‘Failures’ at an NHS unit linked to suicide
A SEVERELY depressed man was let down by ‘serious systemic failures’ at an NHS mental health facility in the days before he took his own life, a fatal accident inquiry ruled yesterday.
Dale Thomson, 28, died four days after being released from the Carseview Centre in Dundee for the third time in weeks, despite showing worrying signs of deteriorating mental health.
Sheriff George Way issued a judgment describing Mr Thomson’s death as ‘unavoidable’, before blaming ‘relevant’ shortcomings at the centre for contributing to it.
Mr Thomson’s mother Mandy McLaren, 50, of Dundee, yesterday blamed Carseview for her son’s suicide. She also called for a public inquiry into the facility.
Miss McLaren said: ‘The sheriff says there was no reasonable precautions they could have taken.
‘A reasonable precaution would have been to keep him in hospital.
‘He wanted to make a better life for him and his daughter.

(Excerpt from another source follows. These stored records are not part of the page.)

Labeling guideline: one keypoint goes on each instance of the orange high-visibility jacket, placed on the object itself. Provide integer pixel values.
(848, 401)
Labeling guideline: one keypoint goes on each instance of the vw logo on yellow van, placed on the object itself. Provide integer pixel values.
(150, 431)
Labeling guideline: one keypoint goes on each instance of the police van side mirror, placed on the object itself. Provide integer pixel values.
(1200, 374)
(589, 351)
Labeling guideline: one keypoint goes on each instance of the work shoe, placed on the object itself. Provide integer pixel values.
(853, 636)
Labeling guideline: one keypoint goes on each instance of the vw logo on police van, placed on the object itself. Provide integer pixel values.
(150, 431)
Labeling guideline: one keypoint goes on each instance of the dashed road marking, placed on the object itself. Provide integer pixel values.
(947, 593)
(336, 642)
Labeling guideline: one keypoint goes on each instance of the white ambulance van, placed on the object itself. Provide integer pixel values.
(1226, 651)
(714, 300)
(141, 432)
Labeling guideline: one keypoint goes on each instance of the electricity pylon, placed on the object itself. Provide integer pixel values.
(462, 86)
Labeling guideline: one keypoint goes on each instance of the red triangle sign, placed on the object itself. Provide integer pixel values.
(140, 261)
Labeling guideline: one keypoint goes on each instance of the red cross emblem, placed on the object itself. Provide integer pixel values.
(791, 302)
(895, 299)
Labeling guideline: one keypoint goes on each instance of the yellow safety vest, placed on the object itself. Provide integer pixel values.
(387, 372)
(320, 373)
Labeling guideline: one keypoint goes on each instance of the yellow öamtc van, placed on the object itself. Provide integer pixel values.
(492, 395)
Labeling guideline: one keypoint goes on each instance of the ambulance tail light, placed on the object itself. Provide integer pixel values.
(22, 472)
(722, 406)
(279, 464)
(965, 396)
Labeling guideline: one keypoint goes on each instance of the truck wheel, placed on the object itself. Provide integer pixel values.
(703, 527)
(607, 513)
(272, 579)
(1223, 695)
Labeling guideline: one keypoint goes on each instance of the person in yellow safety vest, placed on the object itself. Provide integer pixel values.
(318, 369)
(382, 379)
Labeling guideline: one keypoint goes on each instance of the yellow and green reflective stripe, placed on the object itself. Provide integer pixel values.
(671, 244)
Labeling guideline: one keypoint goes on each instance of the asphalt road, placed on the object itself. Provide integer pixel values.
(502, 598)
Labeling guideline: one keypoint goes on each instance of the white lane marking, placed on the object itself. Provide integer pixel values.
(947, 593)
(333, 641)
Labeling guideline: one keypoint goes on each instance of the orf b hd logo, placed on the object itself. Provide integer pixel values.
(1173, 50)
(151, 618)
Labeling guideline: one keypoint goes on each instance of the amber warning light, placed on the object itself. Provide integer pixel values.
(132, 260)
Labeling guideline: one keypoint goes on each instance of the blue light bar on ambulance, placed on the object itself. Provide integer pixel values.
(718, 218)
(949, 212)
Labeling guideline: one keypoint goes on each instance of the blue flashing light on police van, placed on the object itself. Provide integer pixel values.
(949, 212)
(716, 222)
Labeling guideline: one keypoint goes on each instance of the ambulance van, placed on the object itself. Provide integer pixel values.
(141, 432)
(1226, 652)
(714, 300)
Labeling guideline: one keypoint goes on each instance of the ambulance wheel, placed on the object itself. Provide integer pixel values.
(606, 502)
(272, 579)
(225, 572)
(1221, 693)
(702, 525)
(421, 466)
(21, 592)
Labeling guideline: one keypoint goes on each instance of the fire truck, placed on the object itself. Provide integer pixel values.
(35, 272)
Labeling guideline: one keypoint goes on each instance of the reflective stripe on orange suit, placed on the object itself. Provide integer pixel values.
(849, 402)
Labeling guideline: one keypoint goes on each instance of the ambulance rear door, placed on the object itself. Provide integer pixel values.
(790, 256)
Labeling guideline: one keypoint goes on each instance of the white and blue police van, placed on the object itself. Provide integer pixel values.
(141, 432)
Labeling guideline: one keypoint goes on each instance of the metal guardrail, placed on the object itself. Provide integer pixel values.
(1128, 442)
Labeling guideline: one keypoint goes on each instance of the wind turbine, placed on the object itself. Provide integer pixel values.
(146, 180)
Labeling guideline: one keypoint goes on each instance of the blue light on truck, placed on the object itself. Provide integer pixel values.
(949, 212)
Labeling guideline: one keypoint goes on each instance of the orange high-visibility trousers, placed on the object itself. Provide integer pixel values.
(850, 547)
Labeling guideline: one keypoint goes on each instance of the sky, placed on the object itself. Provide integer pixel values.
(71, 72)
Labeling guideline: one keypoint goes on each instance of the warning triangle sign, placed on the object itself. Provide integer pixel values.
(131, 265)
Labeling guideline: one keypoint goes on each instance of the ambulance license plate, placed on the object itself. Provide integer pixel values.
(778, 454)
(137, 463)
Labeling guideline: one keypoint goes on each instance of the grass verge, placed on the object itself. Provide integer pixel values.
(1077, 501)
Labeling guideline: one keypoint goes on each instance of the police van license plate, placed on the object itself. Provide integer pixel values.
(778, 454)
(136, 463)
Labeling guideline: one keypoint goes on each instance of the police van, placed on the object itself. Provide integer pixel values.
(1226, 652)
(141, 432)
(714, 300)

‘But he knew he needed help. If he didn’t want help he wouldn’t have gone to the doctors repeatedly.
‘People are crying out for help and they are not listening.

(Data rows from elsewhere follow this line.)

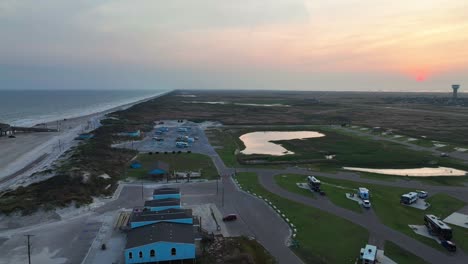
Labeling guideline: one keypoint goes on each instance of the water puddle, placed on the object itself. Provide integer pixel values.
(260, 142)
(416, 172)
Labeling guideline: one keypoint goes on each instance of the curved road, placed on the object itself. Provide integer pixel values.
(368, 220)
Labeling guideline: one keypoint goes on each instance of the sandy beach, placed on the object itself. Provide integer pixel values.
(32, 152)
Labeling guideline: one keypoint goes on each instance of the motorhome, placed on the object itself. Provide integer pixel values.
(363, 193)
(437, 228)
(314, 183)
(409, 198)
(182, 144)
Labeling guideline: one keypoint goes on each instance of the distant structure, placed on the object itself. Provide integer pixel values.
(455, 88)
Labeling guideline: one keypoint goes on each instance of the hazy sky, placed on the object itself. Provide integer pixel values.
(242, 44)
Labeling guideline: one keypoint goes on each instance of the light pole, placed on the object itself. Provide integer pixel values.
(29, 248)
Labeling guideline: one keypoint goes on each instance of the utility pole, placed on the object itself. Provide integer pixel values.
(142, 196)
(222, 190)
(29, 248)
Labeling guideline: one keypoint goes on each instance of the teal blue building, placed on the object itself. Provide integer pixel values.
(166, 193)
(162, 204)
(160, 242)
(181, 216)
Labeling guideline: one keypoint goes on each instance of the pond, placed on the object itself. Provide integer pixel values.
(260, 142)
(416, 172)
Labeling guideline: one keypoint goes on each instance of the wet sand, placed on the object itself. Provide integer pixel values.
(25, 150)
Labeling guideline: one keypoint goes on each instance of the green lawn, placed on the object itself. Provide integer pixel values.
(350, 150)
(400, 255)
(386, 204)
(335, 194)
(437, 180)
(227, 144)
(319, 234)
(178, 162)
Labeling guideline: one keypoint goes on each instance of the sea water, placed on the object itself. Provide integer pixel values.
(28, 108)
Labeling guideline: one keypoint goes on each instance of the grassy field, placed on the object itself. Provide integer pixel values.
(227, 144)
(350, 150)
(436, 180)
(178, 162)
(319, 234)
(386, 204)
(233, 250)
(335, 194)
(400, 255)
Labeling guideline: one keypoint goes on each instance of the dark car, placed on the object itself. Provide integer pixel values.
(230, 217)
(449, 245)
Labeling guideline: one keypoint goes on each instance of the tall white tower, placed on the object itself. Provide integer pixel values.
(455, 88)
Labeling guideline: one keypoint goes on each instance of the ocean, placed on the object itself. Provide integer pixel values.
(27, 108)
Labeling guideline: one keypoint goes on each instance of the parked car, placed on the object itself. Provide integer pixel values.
(422, 194)
(230, 217)
(449, 245)
(366, 204)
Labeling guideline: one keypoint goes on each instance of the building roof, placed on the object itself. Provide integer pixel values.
(369, 252)
(162, 202)
(157, 172)
(161, 165)
(162, 215)
(160, 232)
(166, 190)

‘Dundee is the worst in mainland Scotland for suicides – does that not tell you something?
‘Doctors must start being held accountable for their errors.’
Mr Thomson, from Charleston, Dundee, died on January 27, 2015, after leaving Carseview against medical advice. His daughter, Evi, was an infant at the time. He had gone to his GP over suicidal thoughts and was sent to Carseview for emergency assessment. He was admitted on a voluntary basis for two nights before discharging himself against the advice of doctors.
Police returned him to the facility after he threatened to burn down houses, and after another assessment he was again released.
Mr Thomson went back to his GP on January 22, 2015, and again underwent an urgent assessment at Carseview the following day.
This time he was placed on medication and told to go back to his GP if his mental health deteriorated. Four days later he was dead.
Yesterday, Sheriff Way released his determination following an earlier fatal accident inquiry. He wrote: ‘[Mr Thomson] accepted voluntary admission. He should have seen a senior consultant the next day [who] would have carried out a mental state exam and devised a treatment plan. The failures of Carseview are perfectly clear.’